F. Modifications to Reduce Obligations. If it is determined that the application of the provisions of this chapter would be a taking, the inclusionary housing plan shall be modified to reduce the obligations in the inclusionary housing component to the extent, and only to the extent necessary, to avoid a taking. If it is determined that no taking would occur through application of this chapter to the residential or mixed-use project, the requirements of this chapter shall remain applicable. (Ord. 720 § 9 (Att. 2), 2022).

20.30.100 Affordable housing trust fund.

A. Establish a Housing Trust Fund. There is hereby established a separate fund of the city, to be known as the “affordable housing trust fund.” All monies collected in compliance with this chapter shall be deposited in the affordable housing trust fund. (Ord. 720 § 9 (Att. 2), 2022).

20.30.110 Administrative fees.

The city council may by resolution establish reasonable fees and deposits for the administration of this chapter. (Ord. 720 § 9 (Att. 2), 2022).

20.30.120 Definitions.

The terms used in this chapter are defined in Chapter 20.88 (Definitions), “A definitions” through “Z definitions.” (Ord. 720 § 9 (Att. 2), 2022).

20.30.130 Environmental review.

A. Environmental Review Process.
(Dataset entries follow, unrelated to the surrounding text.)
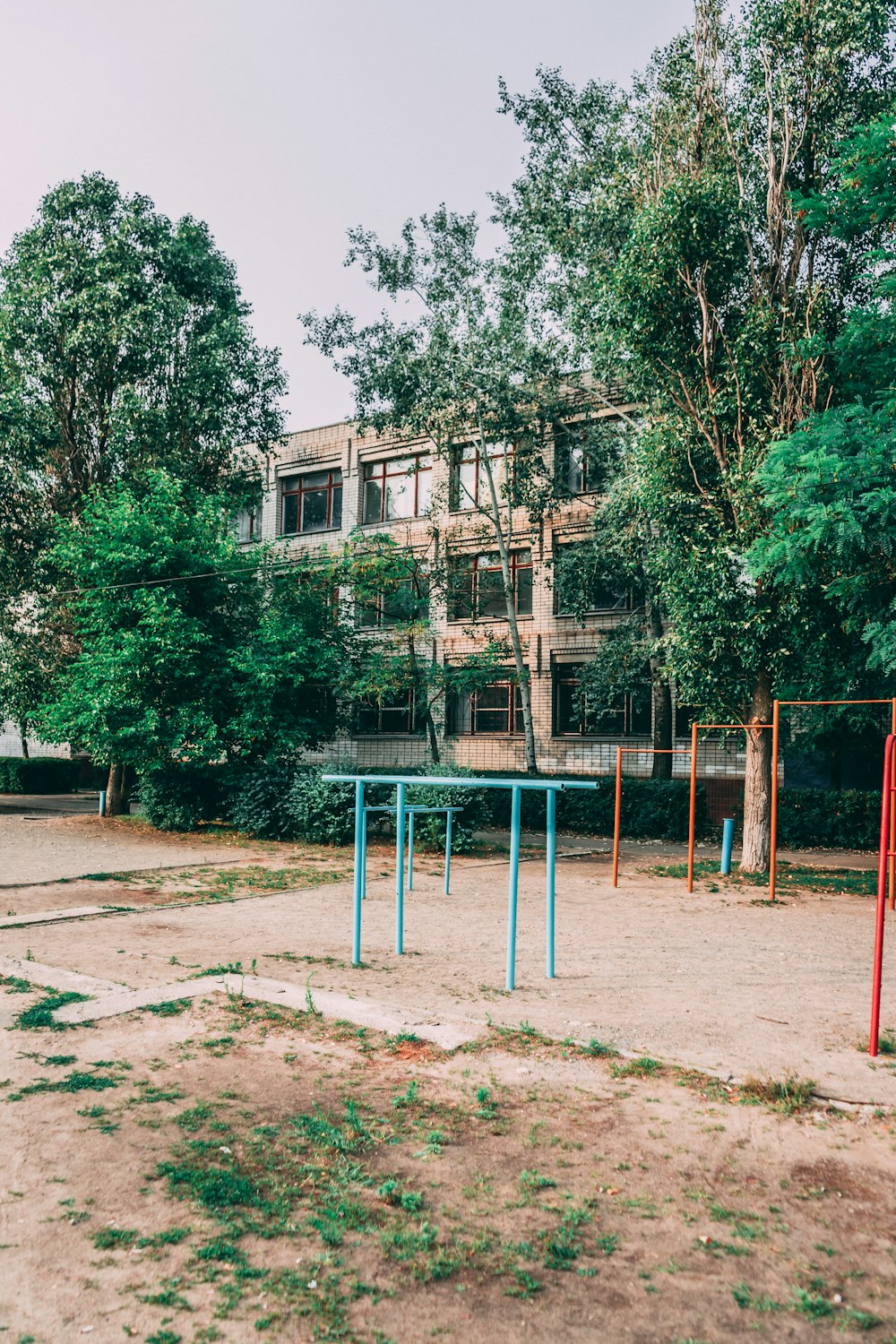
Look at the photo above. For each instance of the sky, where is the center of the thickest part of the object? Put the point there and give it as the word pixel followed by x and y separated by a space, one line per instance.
pixel 284 123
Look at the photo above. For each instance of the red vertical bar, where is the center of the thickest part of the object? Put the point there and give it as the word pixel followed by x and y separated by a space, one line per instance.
pixel 887 793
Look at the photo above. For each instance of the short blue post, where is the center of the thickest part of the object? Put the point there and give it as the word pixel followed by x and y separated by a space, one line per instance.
pixel 359 871
pixel 514 882
pixel 552 857
pixel 447 852
pixel 727 843
pixel 400 868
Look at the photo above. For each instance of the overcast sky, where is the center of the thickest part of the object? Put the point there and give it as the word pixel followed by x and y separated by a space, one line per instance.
pixel 282 123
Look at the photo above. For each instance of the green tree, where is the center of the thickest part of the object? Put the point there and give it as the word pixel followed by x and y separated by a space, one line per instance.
pixel 662 226
pixel 829 487
pixel 124 343
pixel 185 648
pixel 465 362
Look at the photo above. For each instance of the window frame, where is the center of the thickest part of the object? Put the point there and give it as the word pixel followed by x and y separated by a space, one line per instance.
pixel 562 674
pixel 514 728
pixel 383 473
pixel 300 491
pixel 375 704
pixel 471 566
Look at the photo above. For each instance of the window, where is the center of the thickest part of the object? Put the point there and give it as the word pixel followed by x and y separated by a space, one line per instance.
pixel 408 602
pixel 579 585
pixel 249 523
pixel 493 709
pixel 392 711
pixel 477 586
pixel 469 475
pixel 312 503
pixel 576 715
pixel 398 488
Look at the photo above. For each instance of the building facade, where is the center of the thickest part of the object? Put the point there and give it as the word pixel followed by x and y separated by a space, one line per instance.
pixel 324 486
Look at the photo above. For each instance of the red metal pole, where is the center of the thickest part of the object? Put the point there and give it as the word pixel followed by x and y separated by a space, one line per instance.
pixel 887 795
pixel 616 816
pixel 694 803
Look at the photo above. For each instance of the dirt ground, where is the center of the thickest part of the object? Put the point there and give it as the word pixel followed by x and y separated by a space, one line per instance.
pixel 193 1174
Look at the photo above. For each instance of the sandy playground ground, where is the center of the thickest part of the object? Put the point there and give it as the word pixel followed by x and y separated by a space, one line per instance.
pixel 185 1168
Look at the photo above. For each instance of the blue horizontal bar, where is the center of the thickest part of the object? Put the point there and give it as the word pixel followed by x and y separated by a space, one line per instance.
pixel 458 781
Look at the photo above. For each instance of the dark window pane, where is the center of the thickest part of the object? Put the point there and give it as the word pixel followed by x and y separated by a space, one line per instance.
pixel 524 591
pixel 314 511
pixel 290 513
pixel 373 502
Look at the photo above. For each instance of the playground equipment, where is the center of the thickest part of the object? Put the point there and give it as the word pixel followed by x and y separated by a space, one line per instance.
pixel 411 811
pixel 775 738
pixel 884 859
pixel 516 787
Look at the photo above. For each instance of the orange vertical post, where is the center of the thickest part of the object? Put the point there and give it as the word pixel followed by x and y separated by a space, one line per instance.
pixel 692 816
pixel 616 817
pixel 772 855
pixel 885 814
pixel 891 875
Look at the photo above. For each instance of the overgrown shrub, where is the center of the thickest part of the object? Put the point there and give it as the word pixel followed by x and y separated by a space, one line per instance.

An inclusionary housing project may be eligible for a streamlined environmental review process, and can be determined to be exempt from CEQA review as a Class 32 “In-Fill Development Projects” exemption pursuant to CEQA Guidelines Section 15332 if the project meets all the conditions of an in-fill development project, and this chapter, as follows:

1. The project is consistent with the applicable general plan designation and all applicable general plan policies; and

2. The project will implement all applicable general plan environmental impact report mitigation measures; and

3. The project is consistent with all applicable zoning designations and regulations; and

4. The project is consistent with this chapter’s regulations; and

5. The proposed development occurs within the city of Cudahy city limits, on a project site of no more than five acres substantially surrounded by urban uses; and

6. The project site has no value as habitat for endangered, rare, or threatened species; and

7. Approval of the project would not result in any significant effects relating to traffic, noise, air quality, or water quality; and

8. The project site can be adequately served by all required utilities and public services; and

9. The city reserves the right to require special studies including but not limited to hazardous wastes, soils analysis, traffic impacts, and any other analysis/studies as deemed necessary to adequately identify potential environmental impacts and resulting mitigation measures. (Ord. 720 § 9 (Att. 2), 2022).